We can also replace all the cell values in that row like this:

< <(atomScope=c)> (80=cards)(81=dn)(82=modifytimestamp)(83=cn)
  (84=givenname)(85=mail)(86=xmozillausehtmlmail)(87=sn)>

<(90=cn=John Hackworth,mail=jhackworth@atlantis.com)(91=19981001014531Z)
 (92=John Hackworth)(93=John)(94=jhackworth@atlantis.com)(95=FALSE)
 (96=Hackworth)>
  
[1:^80 (^81^90)(^82^91)(^83^92)(^84^93)(^85^94)(^86^95)(^87^96)]

Collections of rows are called tables, and the are enclosed in braces,
with table meta-info expressed as cells inside nested braces (just as
meta-info elsewhere is expressed by cells in nested delimitors).  A
row in a table can either be a row oid, or a row definition using the
square bracket notation shown above.  There is no such thing as an
undefined row oid, since the appearance of a naked oid in Mork is
considered the definition of an empy row with no cells specified.
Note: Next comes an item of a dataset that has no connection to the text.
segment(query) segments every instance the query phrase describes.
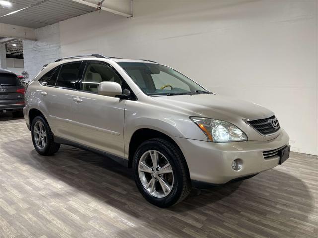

If we assume another card with oid 2:cards for John Galt, then we
can make a table containing both John Hackworth and John Galt like this:

{ 1:cards {(rowScope=cards)(tableKind=Johns)} 1 2 }

Note that table IDs in MDB are allocated in the row scope name space.
This table expression is equivalent to the following two alternatives:

{ 1:^80 {(rowScope^80:c)(tableKind=Johns)} 1:^80 2:^80 } // with oids

{ 1:^80 {(rowScope^80:c)(tableKind=Johns)} // with explicit row cells
  [1:^80 (^81^90)(^82^91)(^83^92)(^84^93)(^85^94)(^86^95)(^87^96)]
  [2 (mail=galtj@atlantis.com)(cn=John Galt)]
}

Okay, that's a good first taste of the Mork text format, but now I have
to get some coding work done.  Maybe later I'll say more about how one
might organize tables and dicts for specific purposes. 

David McCusker, speaking only for myself, mozilla mail/news client eng
Values have meaning only against the context of a set of relationships.